## Lecture 9 ##  

## Histograms (Continued) ##

In [None]:
from datascience import *
import numpy as np
import warnings
warnings.filterwarnings("ignore")

%matplotlib inline
import matplotlib.pyplot as plots
plots.style.use('fivethirtyeight')
plots.rcParams["patch.force_edgecolor"] = True

#The following allows porting images into a Markdown window
from IPython.display import Image

In [None]:
top_movies = Table.read_table('top_movies_2017.csv')
top_movies

In [None]:
top_movies = top_movies.with_column('Millions', np.round(top_movies.column('Gross (Adjusted)')/1000000,3))
top_movies

## Numerical Distribution ##

In [None]:
#Create an array, called 'ages,' containing the respective ages of the movies
ages = 2021 - top_movies.column('Year')  

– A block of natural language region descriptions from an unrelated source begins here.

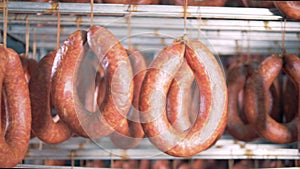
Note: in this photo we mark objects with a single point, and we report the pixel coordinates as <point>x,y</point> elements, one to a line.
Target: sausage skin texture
<point>291,9</point>
<point>119,87</point>
<point>43,125</point>
<point>14,142</point>
<point>130,130</point>
<point>201,3</point>
<point>256,109</point>
<point>290,100</point>
<point>213,105</point>
<point>178,98</point>
<point>292,68</point>
<point>236,79</point>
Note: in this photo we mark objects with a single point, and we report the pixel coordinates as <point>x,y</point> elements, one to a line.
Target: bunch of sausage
<point>126,100</point>
<point>263,99</point>
<point>98,88</point>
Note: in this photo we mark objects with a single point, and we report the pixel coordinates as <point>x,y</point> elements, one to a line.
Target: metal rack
<point>225,30</point>
<point>225,148</point>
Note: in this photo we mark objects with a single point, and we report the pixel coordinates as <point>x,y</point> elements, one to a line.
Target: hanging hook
<point>129,29</point>
<point>92,12</point>
<point>27,37</point>
<point>185,16</point>
<point>58,26</point>
<point>5,16</point>
<point>283,37</point>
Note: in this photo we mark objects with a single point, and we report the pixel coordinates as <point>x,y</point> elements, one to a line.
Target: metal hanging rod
<point>144,10</point>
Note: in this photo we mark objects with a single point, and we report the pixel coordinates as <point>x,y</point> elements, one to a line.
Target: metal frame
<point>153,26</point>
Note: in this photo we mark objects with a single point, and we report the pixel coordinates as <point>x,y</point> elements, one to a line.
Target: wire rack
<point>226,30</point>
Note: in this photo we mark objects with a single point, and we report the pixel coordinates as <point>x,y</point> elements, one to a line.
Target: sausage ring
<point>119,87</point>
<point>43,124</point>
<point>256,97</point>
<point>14,142</point>
<point>130,130</point>
<point>213,100</point>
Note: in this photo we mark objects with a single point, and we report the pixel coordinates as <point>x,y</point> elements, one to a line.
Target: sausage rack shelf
<point>150,27</point>
<point>226,30</point>
<point>225,148</point>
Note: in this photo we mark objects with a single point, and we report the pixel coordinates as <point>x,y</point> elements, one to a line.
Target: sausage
<point>290,100</point>
<point>291,68</point>
<point>201,3</point>
<point>130,130</point>
<point>178,98</point>
<point>14,142</point>
<point>43,124</point>
<point>256,97</point>
<point>236,126</point>
<point>291,9</point>
<point>29,65</point>
<point>119,87</point>
<point>152,103</point>
<point>4,113</point>
<point>133,2</point>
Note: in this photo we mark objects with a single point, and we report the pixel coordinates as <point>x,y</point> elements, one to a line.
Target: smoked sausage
<point>130,130</point>
<point>290,100</point>
<point>14,142</point>
<point>292,68</point>
<point>119,88</point>
<point>178,98</point>
<point>256,97</point>
<point>43,124</point>
<point>236,126</point>
<point>213,104</point>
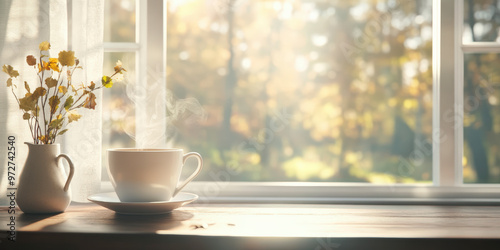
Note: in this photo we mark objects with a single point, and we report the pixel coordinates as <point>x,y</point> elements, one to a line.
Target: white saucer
<point>111,201</point>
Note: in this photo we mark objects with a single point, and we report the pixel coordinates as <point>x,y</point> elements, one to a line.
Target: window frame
<point>447,186</point>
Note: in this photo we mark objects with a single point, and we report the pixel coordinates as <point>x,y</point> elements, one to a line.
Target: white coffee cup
<point>148,175</point>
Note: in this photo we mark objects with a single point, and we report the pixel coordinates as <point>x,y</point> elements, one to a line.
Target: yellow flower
<point>67,58</point>
<point>44,46</point>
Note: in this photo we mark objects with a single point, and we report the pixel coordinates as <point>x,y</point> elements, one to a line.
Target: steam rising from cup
<point>157,110</point>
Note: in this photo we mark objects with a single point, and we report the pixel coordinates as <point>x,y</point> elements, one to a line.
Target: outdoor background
<point>310,90</point>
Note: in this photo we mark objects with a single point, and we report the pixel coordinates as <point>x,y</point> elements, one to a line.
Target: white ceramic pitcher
<point>43,186</point>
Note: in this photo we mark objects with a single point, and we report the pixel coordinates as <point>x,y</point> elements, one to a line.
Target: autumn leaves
<point>54,103</point>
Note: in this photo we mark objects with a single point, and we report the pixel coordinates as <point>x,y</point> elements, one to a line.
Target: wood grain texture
<point>264,226</point>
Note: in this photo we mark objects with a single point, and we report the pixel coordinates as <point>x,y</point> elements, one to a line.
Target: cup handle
<point>193,175</point>
<point>71,169</point>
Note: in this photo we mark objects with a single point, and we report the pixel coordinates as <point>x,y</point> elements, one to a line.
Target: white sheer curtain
<point>68,25</point>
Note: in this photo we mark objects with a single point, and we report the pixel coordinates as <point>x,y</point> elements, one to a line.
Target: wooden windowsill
<point>261,226</point>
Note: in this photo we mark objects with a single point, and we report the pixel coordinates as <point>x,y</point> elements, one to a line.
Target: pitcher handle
<point>71,169</point>
<point>191,177</point>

#Add the ages array as a new column to the top_movies table
top_movies = top_movies.with_column('Age', ages)

#display the table
top_movies

## Binning ##

SLIDE: Binning  

**Before we**
<ul>
    <li><b>Determine bin sizes</b></li>
    <li><b>Visualize the data</b></li>
</ul> 

**Let's get a sense of our data range.**  

    No point creating bins outside of that range. 

In [None]:
min(ages), max(ages)

In [None]:
my_bins = make_array(0, 5, 10, 15, 25, 40, 65, 100, 105)
my_bins

**Q. Why do we need 105?**

**Now let's create a table containing the binned data.**

## New Function Alert: bin ##

In [None]:
binned_data = top_movies.bin('Age', bins = my_bins)
#.bin(,) returns a NEW table, which we're calling binned_data here.
#The original table "top_movies" is unaffected.
binned_data

**NOTE:** Given how we created the bins using the min and max of the ages, we're guaranteed that there's no entry above 105.  

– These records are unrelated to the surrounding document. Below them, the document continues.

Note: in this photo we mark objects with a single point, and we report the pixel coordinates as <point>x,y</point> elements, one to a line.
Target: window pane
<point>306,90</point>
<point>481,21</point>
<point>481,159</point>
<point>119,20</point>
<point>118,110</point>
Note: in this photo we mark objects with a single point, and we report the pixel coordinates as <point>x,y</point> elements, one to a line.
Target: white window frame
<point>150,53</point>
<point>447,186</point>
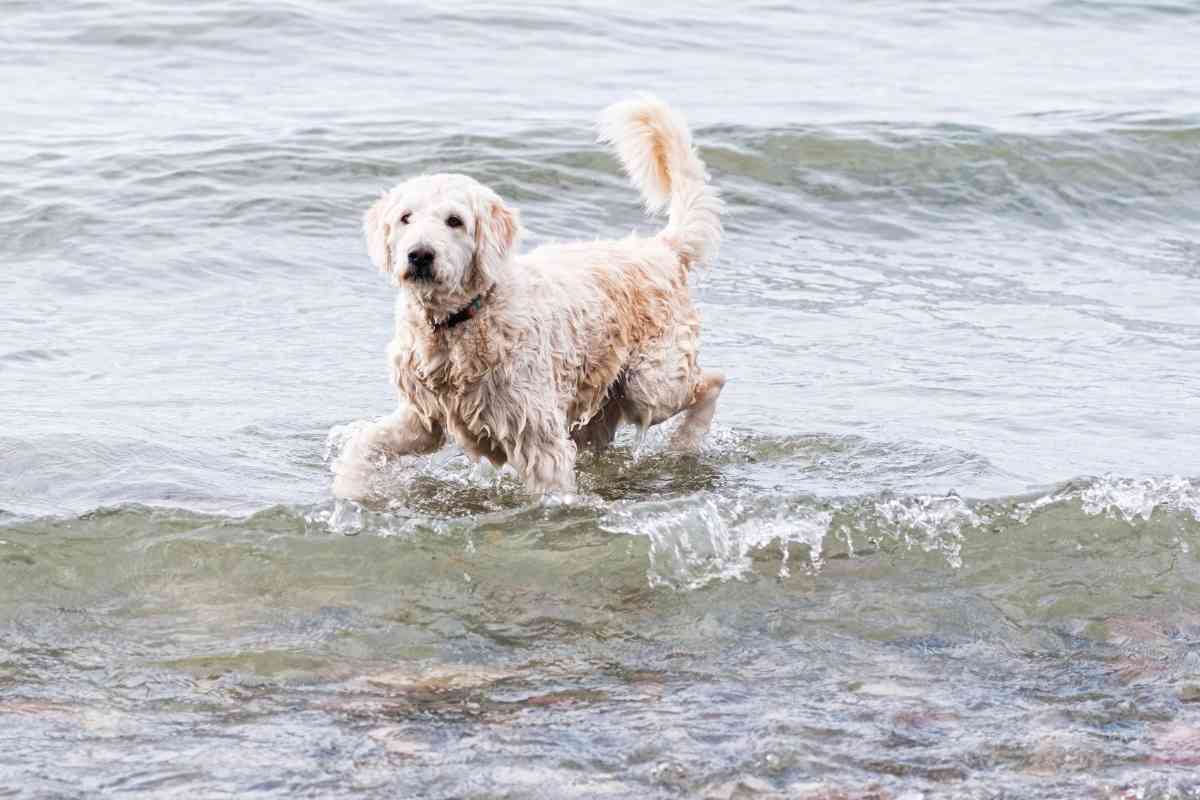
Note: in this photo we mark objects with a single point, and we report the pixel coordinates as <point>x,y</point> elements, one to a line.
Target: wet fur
<point>570,340</point>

The 105 entry also shows the strict upper boundary (excluded upper boundary) of the cell that began with, and inclusive of, 100.

**Verify that the total number movies hasn't changed.**

In [None]:
num_movies = sum(binned_data.column('Age count'))
num_movies

In [None]:
top_movies.hist('Age', bins = my_bins, unit = 'Year')

In [None]:
binned_data = binned_data.with_column(
    'Percent', binned_data.column('Age count')/num_movies * 100)
binned_data

**Now let's make equal-sized bins.**

In [None]:
binned_data_uniform_bins=top_movies.bin('Age', bins = np.arange(0, 126, 25))
binned_data_uniform_bins

**Again, verify that we've captured a correct total headcount of the movies.**

In [None]:
sum(binned_data_uniform_bins.column('Age count'))

In [None]:
binned_data_incomplete_uniform_bins=top_movies.bin('Age', bins = np.arange(0, 60, 25))
binned_data_incomplete_uniform_bins

**Now if we run a sum check, we notice that some movies are unaccounted for.**  

**This is because of our choice of an incomplete range.**

In [None]:
sum(binned_data_incomplete_uniform_bins.column('Age count'))

In [None]:
top_movies.where('Age', 51)

## Histograms ##  

Slides  


In [None]:
my_bins

In [None]:
binned_data

**Our First Histogram**

In [None]:
# Let's make our first histogram!
top_movies.hist('Age', bins = my_bins, unit = 'Year')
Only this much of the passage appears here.